Install tools for iOS

You can use Visual C++ for Cross-Platform Mobile Development to edit, debug, and deploy iOS code to the iOS Simulator or to an iOS device, but because of licensing restrictions, the code must be built remotely on a Mac. To build and run iOS apps using Visual Studio, you must set up and configure the remote agent on your Mac. For detailed installation instructions, prerequisites and configuration options, see Install and configure tools to build using iOS. If you're not building for iOS, you can skip this step.

Install or update dependencies manually

If you decide not to install one or more third-party dependencies using the Visual Studio installer when you install the Mobile development with C++ workload (or in Visual Studio 2015, the Visual C++ Mobile Development option), you can install them later by using the steps in Install the tools. The Visual Studio Installer is updated regularly to install the latest third-party components. You can use it to install updated SDKs and NDKs. You can also install or update them independently of Visual Studio.

Caution

You can install the dependencies in any order, except for Java. You must install and configure the JDK before you install the Android SDK.

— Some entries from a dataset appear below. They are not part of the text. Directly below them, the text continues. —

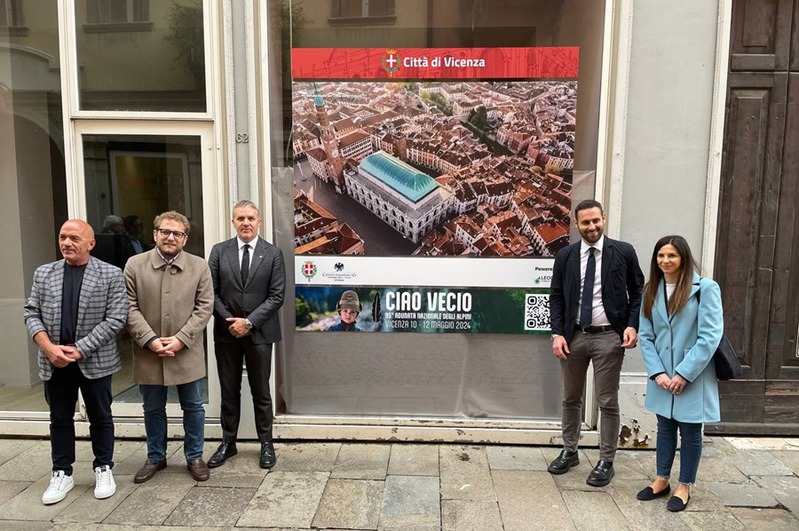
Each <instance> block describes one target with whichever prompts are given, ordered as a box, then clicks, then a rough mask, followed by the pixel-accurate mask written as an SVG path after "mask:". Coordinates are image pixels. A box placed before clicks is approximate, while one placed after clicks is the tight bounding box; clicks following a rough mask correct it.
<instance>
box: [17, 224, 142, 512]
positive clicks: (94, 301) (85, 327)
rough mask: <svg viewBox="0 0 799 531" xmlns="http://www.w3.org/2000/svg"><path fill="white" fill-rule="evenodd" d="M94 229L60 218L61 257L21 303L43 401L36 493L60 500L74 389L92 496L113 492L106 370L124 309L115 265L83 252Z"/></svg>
mask: <svg viewBox="0 0 799 531" xmlns="http://www.w3.org/2000/svg"><path fill="white" fill-rule="evenodd" d="M94 244H95V240H94V231H93V230H92V228H91V226H90V225H89V224H88V223H86V222H85V221H82V220H79V219H72V220H69V221H67V222H66V223H64V225H63V226H62V227H61V230H60V232H59V235H58V246H59V249H60V250H61V254H62V255H63V257H64V259H63V260H59V261H57V262H52V263H49V264H45V265H43V266H40V267H39V268H37V269H36V272H35V273H34V274H33V286H32V287H31V296H30V298H29V299H28V302H27V304H25V324H26V326H27V327H28V334H29V335H30V337H31V338H32V339H33V341H34V343H36V345H37V346H38V347H39V355H38V362H39V376H40V377H41V378H42V380H44V397H45V400H47V404H48V405H49V406H50V447H51V451H52V458H53V475H52V478H51V479H50V485H49V487H48V488H47V490H46V491H45V493H44V495H43V496H42V502H43V503H44V504H46V505H49V504H51V503H57V502H59V501H61V500H63V499H64V498H65V497H66V495H67V493H68V492H69V491H70V490H71V489H72V487H73V486H74V485H75V482H74V480H73V479H72V464H73V463H74V462H75V423H74V420H73V417H74V415H75V404H76V402H77V399H78V390H79V389H80V391H81V393H82V394H83V398H84V400H85V402H86V412H87V413H88V416H89V423H90V428H89V433H90V435H91V440H92V450H93V452H94V463H93V465H92V466H93V467H94V472H95V488H94V495H95V497H96V498H98V499H102V498H108V497H109V496H111V495H113V494H114V492H116V484H115V483H114V476H113V474H112V473H111V469H112V468H113V466H114V462H113V454H114V419H113V417H112V415H111V400H112V398H111V375H112V374H113V373H115V372H116V371H118V370H119V369H120V368H121V367H122V363H121V360H120V357H119V350H118V349H117V343H116V337H117V334H118V333H119V331H120V330H122V328H123V327H124V326H125V320H126V319H127V314H128V305H127V298H126V294H125V282H124V279H123V277H122V271H121V270H120V269H119V268H118V267H115V266H112V265H110V264H106V263H105V262H102V261H100V260H98V259H97V258H94V257H92V256H90V255H89V251H90V250H91V249H92V248H93V247H94Z"/></svg>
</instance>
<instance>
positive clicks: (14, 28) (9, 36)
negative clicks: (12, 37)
mask: <svg viewBox="0 0 799 531" xmlns="http://www.w3.org/2000/svg"><path fill="white" fill-rule="evenodd" d="M28 33H30V28H28V27H27V26H0V36H3V37H6V36H8V37H25V36H27V35H28Z"/></svg>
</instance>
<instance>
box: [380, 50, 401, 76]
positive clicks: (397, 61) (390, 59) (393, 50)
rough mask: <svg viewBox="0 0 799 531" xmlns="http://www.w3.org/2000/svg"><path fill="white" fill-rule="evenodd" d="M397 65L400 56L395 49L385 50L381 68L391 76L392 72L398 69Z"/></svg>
mask: <svg viewBox="0 0 799 531" xmlns="http://www.w3.org/2000/svg"><path fill="white" fill-rule="evenodd" d="M399 67H400V56H399V54H398V53H397V50H394V49H390V50H386V53H385V54H383V70H385V71H386V72H388V75H389V76H390V77H393V76H394V74H395V73H396V72H397V71H398V70H399Z"/></svg>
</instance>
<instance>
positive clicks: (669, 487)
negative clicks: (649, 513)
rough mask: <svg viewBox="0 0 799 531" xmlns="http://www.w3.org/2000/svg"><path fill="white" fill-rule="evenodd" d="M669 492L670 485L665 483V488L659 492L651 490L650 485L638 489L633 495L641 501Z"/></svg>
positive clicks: (647, 500) (652, 499)
mask: <svg viewBox="0 0 799 531" xmlns="http://www.w3.org/2000/svg"><path fill="white" fill-rule="evenodd" d="M669 492H671V485H668V484H667V485H666V488H665V489H663V490H661V491H660V492H655V491H653V490H652V487H647V488H645V489H644V490H642V491H640V492H639V493H638V494H636V496H635V497H636V498H638V499H639V500H641V501H649V500H654V499H655V498H662V497H663V496H665V495H666V494H668V493H669Z"/></svg>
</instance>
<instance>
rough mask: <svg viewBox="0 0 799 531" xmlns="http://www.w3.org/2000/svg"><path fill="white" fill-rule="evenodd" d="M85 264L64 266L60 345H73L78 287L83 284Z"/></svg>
mask: <svg viewBox="0 0 799 531" xmlns="http://www.w3.org/2000/svg"><path fill="white" fill-rule="evenodd" d="M85 271H86V264H83V265H82V266H71V265H69V264H64V292H63V293H62V297H61V335H60V337H59V340H58V342H59V343H60V344H61V345H74V344H75V331H76V330H77V328H78V302H79V301H80V287H81V285H82V284H83V273H84V272H85Z"/></svg>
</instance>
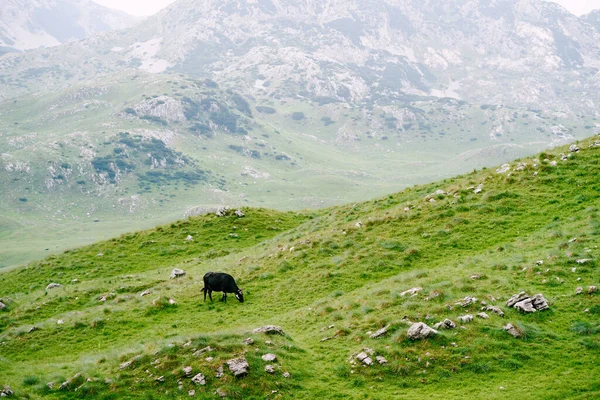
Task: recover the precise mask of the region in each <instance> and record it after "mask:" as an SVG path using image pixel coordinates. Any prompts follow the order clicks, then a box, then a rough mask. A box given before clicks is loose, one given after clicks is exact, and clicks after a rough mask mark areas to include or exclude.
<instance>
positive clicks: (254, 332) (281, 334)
mask: <svg viewBox="0 0 600 400" xmlns="http://www.w3.org/2000/svg"><path fill="white" fill-rule="evenodd" d="M252 333H265V334H268V335H275V334H276V335H283V334H284V333H283V329H281V327H280V326H276V325H265V326H261V327H260V328H256V329H254V330H253V331H252Z"/></svg>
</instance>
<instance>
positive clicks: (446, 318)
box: [433, 318, 456, 329]
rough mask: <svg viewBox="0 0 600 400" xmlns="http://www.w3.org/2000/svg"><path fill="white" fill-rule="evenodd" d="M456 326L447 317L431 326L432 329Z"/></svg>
mask: <svg viewBox="0 0 600 400" xmlns="http://www.w3.org/2000/svg"><path fill="white" fill-rule="evenodd" d="M454 328H456V324H455V323H454V322H453V321H452V320H449V319H448V318H446V319H445V320H443V321H441V322H438V323H437V324H435V325H434V326H433V329H454Z"/></svg>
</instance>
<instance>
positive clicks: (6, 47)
mask: <svg viewBox="0 0 600 400" xmlns="http://www.w3.org/2000/svg"><path fill="white" fill-rule="evenodd" d="M134 23H135V18H133V17H131V16H129V15H127V14H125V13H123V12H120V11H116V10H112V9H109V8H106V7H103V6H101V5H99V4H97V3H95V2H93V1H89V0H3V1H2V2H1V3H0V54H2V53H3V52H8V51H22V50H28V49H34V48H37V47H50V46H57V45H59V44H61V43H66V42H70V41H74V40H81V39H84V38H86V37H89V36H91V35H93V34H95V33H98V32H104V31H109V30H115V29H123V28H126V27H129V26H131V25H133V24H134Z"/></svg>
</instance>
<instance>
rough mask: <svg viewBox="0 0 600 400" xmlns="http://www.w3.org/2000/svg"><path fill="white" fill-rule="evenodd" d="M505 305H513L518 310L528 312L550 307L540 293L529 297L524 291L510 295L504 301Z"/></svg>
mask: <svg viewBox="0 0 600 400" xmlns="http://www.w3.org/2000/svg"><path fill="white" fill-rule="evenodd" d="M506 305H507V306H508V307H514V308H516V309H517V310H519V311H522V312H528V313H532V312H536V311H543V310H547V309H548V308H550V306H549V305H548V301H547V300H546V299H545V298H544V296H543V295H542V294H536V295H535V296H533V297H530V296H528V295H527V293H525V292H521V293H519V294H516V295H514V296H512V297H511V298H510V299H509V300H508V301H507V302H506Z"/></svg>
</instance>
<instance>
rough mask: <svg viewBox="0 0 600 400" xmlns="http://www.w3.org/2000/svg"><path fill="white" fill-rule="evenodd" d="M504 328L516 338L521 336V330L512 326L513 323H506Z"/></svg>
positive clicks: (521, 334) (513, 326)
mask: <svg viewBox="0 0 600 400" xmlns="http://www.w3.org/2000/svg"><path fill="white" fill-rule="evenodd" d="M504 330H505V331H506V332H508V333H509V334H510V335H512V336H514V337H516V338H520V337H521V336H523V332H521V330H519V329H517V328H515V327H514V326H513V324H507V325H506V326H505V327H504Z"/></svg>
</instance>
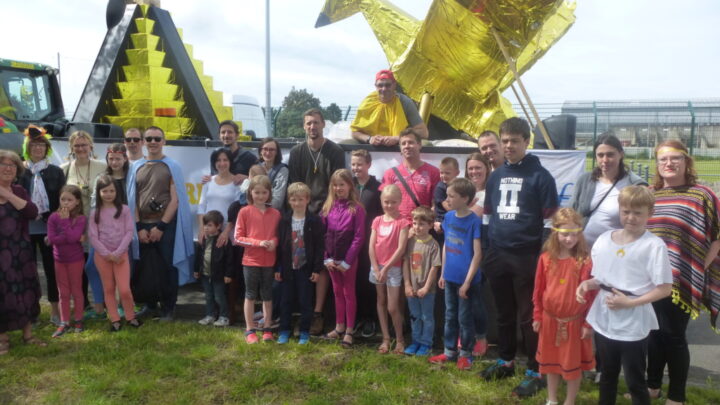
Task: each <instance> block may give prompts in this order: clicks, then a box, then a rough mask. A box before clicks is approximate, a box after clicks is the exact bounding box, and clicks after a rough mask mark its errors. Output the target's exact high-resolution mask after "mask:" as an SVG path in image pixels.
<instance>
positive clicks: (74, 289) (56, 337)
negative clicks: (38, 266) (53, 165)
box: [47, 185, 86, 338]
mask: <svg viewBox="0 0 720 405" xmlns="http://www.w3.org/2000/svg"><path fill="white" fill-rule="evenodd" d="M82 212H83V206H82V192H81V191H80V187H78V186H74V185H66V186H64V187H63V188H62V189H61V190H60V208H58V210H57V211H55V212H53V213H52V214H51V215H50V218H48V236H47V238H48V242H49V243H50V244H51V245H52V246H53V257H54V258H55V275H56V279H57V285H58V292H59V295H60V326H58V328H57V330H55V333H53V335H52V337H54V338H57V337H60V336H62V335H64V334H65V332H67V331H68V330H69V329H70V298H72V300H73V305H74V314H75V323H74V324H73V327H74V328H75V332H82V331H83V323H82V319H83V308H84V307H85V300H84V299H83V293H82V273H83V266H84V265H85V255H84V253H83V247H82V238H83V234H84V233H85V222H86V219H85V216H84V215H83V214H82Z"/></svg>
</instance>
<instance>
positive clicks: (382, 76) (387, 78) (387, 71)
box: [375, 69, 396, 82]
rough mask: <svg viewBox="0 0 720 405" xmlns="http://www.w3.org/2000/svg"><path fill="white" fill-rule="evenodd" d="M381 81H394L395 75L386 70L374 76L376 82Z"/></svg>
mask: <svg viewBox="0 0 720 405" xmlns="http://www.w3.org/2000/svg"><path fill="white" fill-rule="evenodd" d="M381 79H388V80H392V81H396V80H395V75H394V74H393V73H392V70H388V69H383V70H381V71H379V72H377V73H376V74H375V81H376V82H377V81H378V80H381Z"/></svg>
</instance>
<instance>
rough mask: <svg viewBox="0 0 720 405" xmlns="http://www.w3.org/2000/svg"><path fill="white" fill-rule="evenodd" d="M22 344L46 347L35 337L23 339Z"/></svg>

Read the following information and use these links to install dependencies manually.

  • Java SE Development Kit

    By default, the installer puts the Java tools in C:\Program Files (x86)\Java.

  • Android SDK

    During the installation, update the APIs as recommended. Make sure that at least the SDK for Android 5.0 Lollipop (API level 21) is installed. By default, the installer puts the Android SDK in C:\Program Files (x86)\Android\android-sdk.

    You can run the SDK Manager app in the Android SDK directory again to update the SDK and install optional tools and additional API levels. Updates may fail to install unless you use Run as administrator to run the SDK Manager app. If you have problems building an Android app, check the SDK Manager for updates to your installed SDKs.

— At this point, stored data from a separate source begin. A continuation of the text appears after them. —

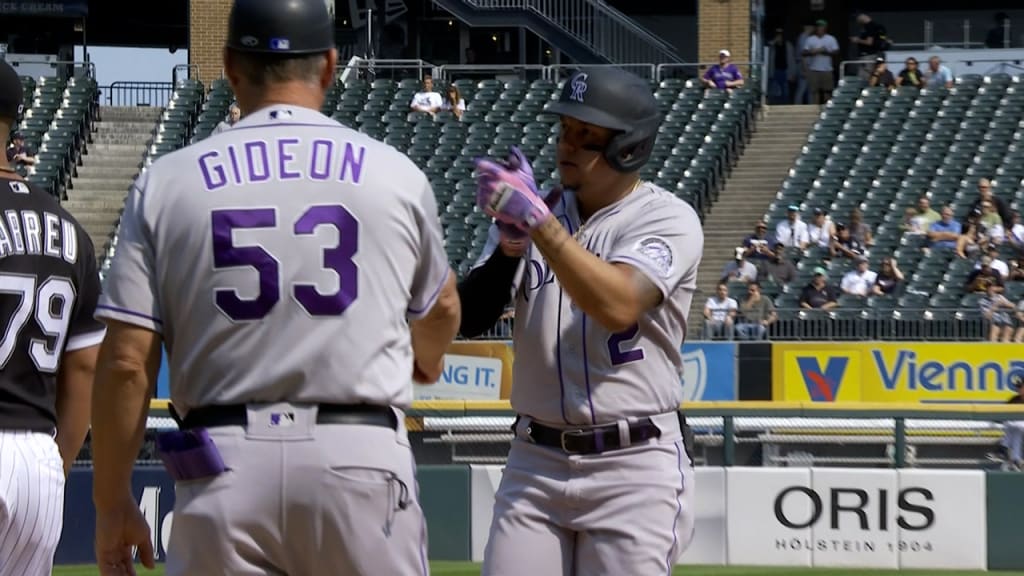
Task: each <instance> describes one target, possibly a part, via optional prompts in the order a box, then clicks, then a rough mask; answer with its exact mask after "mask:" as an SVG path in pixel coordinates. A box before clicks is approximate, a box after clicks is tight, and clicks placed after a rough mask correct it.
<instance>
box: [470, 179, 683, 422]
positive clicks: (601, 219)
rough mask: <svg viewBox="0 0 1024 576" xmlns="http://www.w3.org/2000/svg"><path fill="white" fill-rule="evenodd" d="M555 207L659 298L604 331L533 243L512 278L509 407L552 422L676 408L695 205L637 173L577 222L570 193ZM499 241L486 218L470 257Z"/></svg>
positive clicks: (606, 416)
mask: <svg viewBox="0 0 1024 576" xmlns="http://www.w3.org/2000/svg"><path fill="white" fill-rule="evenodd" d="M552 213H553V214H554V215H555V216H557V217H558V218H559V220H560V221H561V222H562V224H563V225H564V227H565V228H566V229H567V230H568V232H569V233H570V234H573V235H575V236H577V238H578V242H580V244H581V245H583V246H584V247H586V248H587V250H588V251H590V252H591V253H593V254H595V255H597V256H598V257H600V258H601V259H602V260H605V261H608V262H622V263H625V264H629V265H632V266H634V268H636V269H637V270H638V271H640V273H642V274H643V275H644V276H646V277H647V278H648V279H650V281H651V282H653V283H654V285H655V286H656V287H657V288H658V289H659V290H660V291H662V294H663V298H664V299H663V302H662V303H660V304H659V305H658V306H657V307H655V308H654V310H652V311H650V312H648V313H647V314H645V315H644V316H643V317H642V318H641V319H640V321H639V322H638V323H637V325H635V326H634V327H632V328H631V329H629V330H626V331H624V332H622V333H617V334H613V333H610V332H608V331H607V330H606V329H604V328H603V327H602V326H601V325H600V324H598V323H597V322H595V321H594V320H593V319H591V318H589V317H588V316H587V315H586V314H584V313H583V312H582V311H580V310H579V308H578V307H577V306H575V305H574V304H573V302H572V301H571V300H570V298H569V295H568V294H567V293H566V292H565V291H564V290H563V289H562V288H561V286H559V283H558V279H557V278H556V277H555V276H554V274H553V273H552V271H551V270H550V268H549V266H548V264H547V262H545V260H544V257H543V256H542V255H541V253H540V251H539V250H537V249H536V248H532V247H531V248H530V250H529V252H528V254H527V255H526V256H525V257H524V258H523V262H522V263H521V264H520V269H519V272H518V273H517V275H516V282H515V285H514V287H513V290H514V293H515V304H516V305H515V330H514V334H513V340H514V346H515V347H514V352H515V366H514V368H513V376H512V398H511V401H512V407H513V409H515V410H516V411H517V412H518V413H520V414H526V415H529V416H531V417H534V418H535V419H538V420H541V421H546V422H549V423H553V424H565V423H569V424H600V423H605V422H611V421H614V420H620V419H623V418H627V417H632V416H648V415H651V414H658V413H665V412H671V411H673V410H675V409H677V408H678V407H679V404H680V402H682V399H683V390H682V383H681V380H680V378H681V376H682V368H683V363H682V345H683V340H684V338H685V336H686V319H687V314H688V313H689V308H690V300H691V299H692V297H693V291H694V290H695V289H696V272H697V266H698V265H699V263H700V256H701V252H702V251H703V231H702V230H701V228H700V219H699V217H698V216H697V214H696V212H695V211H694V210H693V208H692V207H690V205H689V204H687V203H686V202H684V201H682V200H680V199H678V198H676V197H674V196H673V195H672V194H670V193H668V192H666V191H664V190H662V189H660V188H657V187H655V186H653V184H651V183H647V182H643V183H642V184H641V186H640V187H638V188H637V190H635V191H634V192H633V193H631V194H630V195H629V196H627V197H626V198H624V199H623V200H621V201H618V202H616V203H615V204H612V205H610V206H607V207H605V208H602V209H601V210H598V211H597V212H596V213H594V215H592V216H591V217H590V219H589V220H588V221H587V222H586V224H585V225H584V227H583V230H582V231H581V225H580V224H581V221H580V213H579V210H578V208H577V203H575V199H574V197H573V196H572V194H571V193H568V192H566V193H565V194H564V196H563V199H562V202H561V203H559V204H558V205H557V206H556V207H555V209H554V210H552ZM497 244H498V232H497V229H495V228H494V227H493V228H492V231H490V238H489V240H488V243H487V246H486V247H485V248H484V252H483V254H482V255H481V257H480V259H479V260H478V262H477V265H479V264H482V263H483V262H484V261H485V260H486V258H487V257H489V255H490V254H492V253H493V252H494V250H495V248H496V247H497Z"/></svg>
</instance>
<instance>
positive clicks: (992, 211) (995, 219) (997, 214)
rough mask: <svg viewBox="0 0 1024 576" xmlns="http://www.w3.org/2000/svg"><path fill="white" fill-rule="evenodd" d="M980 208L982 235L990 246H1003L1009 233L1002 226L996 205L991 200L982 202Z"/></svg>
mask: <svg viewBox="0 0 1024 576" xmlns="http://www.w3.org/2000/svg"><path fill="white" fill-rule="evenodd" d="M980 206H981V208H980V210H979V212H980V215H979V219H978V223H979V224H981V233H982V234H983V235H985V238H986V239H987V240H988V242H989V243H990V244H996V245H997V244H1002V241H1004V240H1006V239H1007V231H1006V228H1004V225H1002V218H1001V217H999V214H998V213H997V212H996V211H995V205H994V203H993V202H992V200H991V199H989V200H982V201H981V204H980ZM1011 217H1012V216H1011Z"/></svg>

    To use some of the Android emulators that come with the Android SDK, you must install the optional Intel HAXM drivers. You may have to remove the Hyper-V feature from Windows to install the Intel HAXM drivers successfully. You must restore the Hyper-V feature to use the Windows Phone emulators and the Microsoft Visual Studio Emulator for Android. For more information, see Android Emulator hardware acceleration.

  • Android NDK

    By default, the installer puts the Android NDK in C:\ProgramData\Microsoft\AndroidNDK. You can download and install the Android NDK again to update the NDK installation.

  • Apache Ant

    By default, the installer puts Apache Ant in C:\Program Files (x86)\Microsoft Visual Studio 14.0\Apps.

  • Microsoft Visual Studio Emulator for Android

    Microsoft Visual Studio Emulator for Android is an optional emulator useful for testing and debugging your code. After the release of Visual Studio Emulator for Android, Google updated their Android emulator to use hardware acceleration through Intel’s HAXM. We recommend you use Google’s accelerated emulator when you can, as it offers access to the latest Android OS images and Google Play services.

In most cases, Visual Studio can detect the configurations for the third-party software you've installed, and maintains the installation paths in internal environment variables. You can override the default paths of these cross-platform development tools in the Visual Studio IDE.

To set the paths for third-party tools

  1. On the Visual Studio menu bar, select Tools > Options.

  2. In the Options dialog box, select Cross Platform > C++ > Android.

    Android tool path options

  3. To change the path used by a tool, check the checkbox next to the path, and edit the folder path in the textbox. You can also use the browse button (...) to open a Select location dialog to choose the folder.

  4. Choose OK to save the custom tool folder locations.